Against Clement, who did not believe that the ineffable God had a proper name, I contend that not only is God’s name given in embryonic form to Israel in the form of YHWH (a name defined by God’s action), the final answer to Moses’ question comes only in Jesus Christ, where God reveals his ‘name’ (to. o;noma, sing. Matt 28:19), his ‘real name’, his ‘Christian name’ (Barth) – i.e. Father, Son, and Holy Spirit. Importantly, there is a correlation between the God who liberated Israel and the God who raised Jesus from the dead. He is the one God, now revealing his proper name in Jesus Christ.

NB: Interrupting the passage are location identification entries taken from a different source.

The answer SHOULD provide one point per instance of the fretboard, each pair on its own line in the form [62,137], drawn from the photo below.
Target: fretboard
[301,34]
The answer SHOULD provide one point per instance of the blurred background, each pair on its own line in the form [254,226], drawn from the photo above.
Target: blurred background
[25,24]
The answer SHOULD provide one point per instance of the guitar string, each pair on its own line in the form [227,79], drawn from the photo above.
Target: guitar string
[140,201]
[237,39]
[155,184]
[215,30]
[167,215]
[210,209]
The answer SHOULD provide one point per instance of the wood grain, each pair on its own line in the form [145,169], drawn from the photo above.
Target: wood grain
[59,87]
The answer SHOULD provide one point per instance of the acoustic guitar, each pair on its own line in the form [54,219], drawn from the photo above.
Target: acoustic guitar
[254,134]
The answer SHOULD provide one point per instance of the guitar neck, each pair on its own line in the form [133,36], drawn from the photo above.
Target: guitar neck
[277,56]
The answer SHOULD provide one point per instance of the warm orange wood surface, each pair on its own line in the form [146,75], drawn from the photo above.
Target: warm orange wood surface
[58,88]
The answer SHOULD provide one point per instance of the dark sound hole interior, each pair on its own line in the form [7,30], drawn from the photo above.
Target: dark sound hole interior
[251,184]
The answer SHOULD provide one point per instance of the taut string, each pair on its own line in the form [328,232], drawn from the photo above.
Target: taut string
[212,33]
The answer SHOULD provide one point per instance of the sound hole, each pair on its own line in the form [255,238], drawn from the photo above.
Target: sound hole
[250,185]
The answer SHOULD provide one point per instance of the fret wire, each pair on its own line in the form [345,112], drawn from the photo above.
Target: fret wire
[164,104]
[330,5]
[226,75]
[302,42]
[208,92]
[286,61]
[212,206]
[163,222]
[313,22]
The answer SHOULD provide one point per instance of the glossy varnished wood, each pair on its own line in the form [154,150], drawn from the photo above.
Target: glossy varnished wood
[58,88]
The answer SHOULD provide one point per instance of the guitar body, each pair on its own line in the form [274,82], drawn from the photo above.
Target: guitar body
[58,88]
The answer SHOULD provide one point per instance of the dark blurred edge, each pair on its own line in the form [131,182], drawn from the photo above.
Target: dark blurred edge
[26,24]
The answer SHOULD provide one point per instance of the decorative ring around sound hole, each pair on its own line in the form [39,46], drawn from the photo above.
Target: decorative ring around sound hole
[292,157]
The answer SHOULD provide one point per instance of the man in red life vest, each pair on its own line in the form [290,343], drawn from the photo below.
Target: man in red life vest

This is, for God, to show a vulnerability commensurate with the Incarnation itself. And in the person of Jesus Christ, through the ministry of the Spirit, we come to know not only God’s name, but God more fully. Not only has the one who has seen Jesus seen the Father, but it is only in Christ that we can address God by name in prayer.

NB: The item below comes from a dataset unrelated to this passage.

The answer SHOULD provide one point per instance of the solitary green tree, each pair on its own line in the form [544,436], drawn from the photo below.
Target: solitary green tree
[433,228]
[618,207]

The distinctive Christian name for God is in fact ‘the God and Father of our Lord Jesus Christ,’ and he is called Father, not so much when we are speaking about him, as when we are speaking to him. When Peter and Paul in their letters are doing their theological thinking, they speak about God, but when, as often happens, their thought takes wings and turns into praise and doxology, it is then that they address the Father (ie. 2 Corinthians 1:3, Ephesians 1:3, 1 Peter 1:3). The source of such prayer to the Father is of course Jesus himself, all of whose recorded prayers – with one exception on the cross – begin with ‘Father,’ and who, when asked for a prayer that would be distinctive to his disciples, said, ‘when you pray, say Father’ (Luke 11:12). However, when we worship God as Father, we must also relate both to his Son, and his Spirit. This is what Paul is saying in Galatians 4:6, ‘God sent the Spirit of his Son into our hearts, the Spirit who calls out: Abba, Father.’ We pray our prayers to the Father ‘through Jesus Christ our Lord,’ because it is through his Son made man as Jesus of Nazareth that God has shown himself to us. In the words and deeds, in the life, death and resurrection of Jesus we know what God’s attitude towards us is and that he is prepared to reclaim and remake us for himself. That is why Christians worship God not as a remote and distant mystery shrouded in the glory of his deity, but as the one who in his love has come to us, lived among us, died for us and triumphed over our enemies. We call Jesus Lord, because we recognize in him God’s being and God’s presence, so that our whole relationship with God is based upon and shaped by what he is and has done. As John reports him as saying, ‘No one can come to the Father except through me’ (14:16) and, putting the same thing positively, ‘Anyone who has seen me has seen the Father’ (14:9). (The Forgotten Trinity, pp. 5-6)
God’s name brings both his identity and his uncircumscribable mystery into our very midst. Indeed, the truly mysterious God is not the nameless One, but the One who has a name and makes it known. ‘When you pray, say “Father”’. Everything said after that is supplementary.